Not just a nostalgia-fest

Despite its inspiration, Saturday Morning Cartoons is not just a nostalgia-fest for Gen-X parents. To make sure there is appeal for all ages, five of the six short plays are collaborations between the playwrights and their kids. A sixth piece, ”Janitor Smells,” is the work of a single adult, but it’s so well executed it gets a pass. The sketches evoke characters and plot lines from classic and modern cartoons, as well as comic books and video games, so that kids and parents will have to work together to figure out all the references.
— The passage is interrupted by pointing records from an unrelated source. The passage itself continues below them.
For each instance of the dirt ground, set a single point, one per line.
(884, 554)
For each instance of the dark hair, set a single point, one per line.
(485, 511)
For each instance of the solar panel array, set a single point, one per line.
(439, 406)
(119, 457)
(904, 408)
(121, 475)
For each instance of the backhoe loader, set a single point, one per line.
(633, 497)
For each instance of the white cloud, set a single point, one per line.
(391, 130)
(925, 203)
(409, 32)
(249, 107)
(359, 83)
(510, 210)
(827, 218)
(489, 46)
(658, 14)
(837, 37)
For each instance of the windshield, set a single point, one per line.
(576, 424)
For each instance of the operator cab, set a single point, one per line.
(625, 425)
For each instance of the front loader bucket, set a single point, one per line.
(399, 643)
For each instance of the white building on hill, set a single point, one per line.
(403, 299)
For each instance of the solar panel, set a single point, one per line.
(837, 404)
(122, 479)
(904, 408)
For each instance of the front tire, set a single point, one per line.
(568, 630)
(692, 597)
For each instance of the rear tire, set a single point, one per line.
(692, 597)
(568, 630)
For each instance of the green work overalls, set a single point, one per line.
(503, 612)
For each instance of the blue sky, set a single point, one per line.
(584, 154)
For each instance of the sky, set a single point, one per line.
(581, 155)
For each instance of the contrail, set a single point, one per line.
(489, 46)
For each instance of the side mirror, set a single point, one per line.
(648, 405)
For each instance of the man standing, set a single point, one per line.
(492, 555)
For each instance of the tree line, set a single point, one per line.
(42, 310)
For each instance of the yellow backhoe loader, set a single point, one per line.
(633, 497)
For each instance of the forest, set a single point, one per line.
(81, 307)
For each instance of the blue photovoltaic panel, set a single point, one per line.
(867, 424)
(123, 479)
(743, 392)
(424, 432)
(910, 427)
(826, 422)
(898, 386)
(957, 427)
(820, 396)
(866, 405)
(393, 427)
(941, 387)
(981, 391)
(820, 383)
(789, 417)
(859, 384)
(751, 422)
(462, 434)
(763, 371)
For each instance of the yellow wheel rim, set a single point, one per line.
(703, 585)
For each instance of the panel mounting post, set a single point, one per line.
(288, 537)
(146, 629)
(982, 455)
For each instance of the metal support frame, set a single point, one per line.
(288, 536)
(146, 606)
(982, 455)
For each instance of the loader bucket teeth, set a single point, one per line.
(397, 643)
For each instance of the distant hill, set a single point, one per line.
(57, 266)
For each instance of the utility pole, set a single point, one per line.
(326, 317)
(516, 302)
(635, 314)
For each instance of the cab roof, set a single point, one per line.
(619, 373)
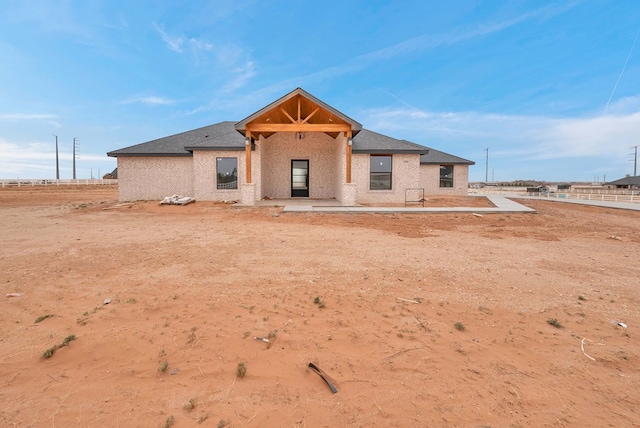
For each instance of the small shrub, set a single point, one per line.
(42, 318)
(554, 322)
(49, 352)
(241, 370)
(191, 404)
(192, 336)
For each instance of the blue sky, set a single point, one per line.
(552, 89)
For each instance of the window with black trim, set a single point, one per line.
(446, 175)
(380, 172)
(227, 173)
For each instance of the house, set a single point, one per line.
(296, 147)
(628, 182)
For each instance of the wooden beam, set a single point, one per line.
(287, 114)
(300, 127)
(311, 115)
(247, 152)
(349, 137)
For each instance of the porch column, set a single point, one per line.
(247, 151)
(349, 142)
Evil scientist Roger Wickersham (Ph.D.!)

The humor works on two different levels most of the time, too. Kids and parents won’t necessarily get the same jokes, which opens up a lot of opportunity for discussion afterwards. There are no teachable moments here, just a chance for parents and kids to share what makes them laugh.

Saturday Morning Cartoons displays all the attention to detail and performance quality of a major theatrical production. The sketches capture the silliness of real cartoons with simple sets and costumes that mimic the rough caricatures of commercial television cartooning. Roles like Minecraft Steve and Evil Scientist Roger Wickersham (Ph.D.!) may not have the scope for emotional depth that you would find in Hamlet or Othello, but the actors inhabited their cartoonish realities in full color. My 5-year-old was so engaged in the performance that she jumped when a cardboard block of TNT landed in the aisle next to her.


Is it right for your kid?

There is absolutely nothing to give parents pause about this production. It’s a morning of live theater for less than the cost of a movie matinee. Nothing is scary, violent or rude. The show’s six short sketches run under an hour; there is no intermission.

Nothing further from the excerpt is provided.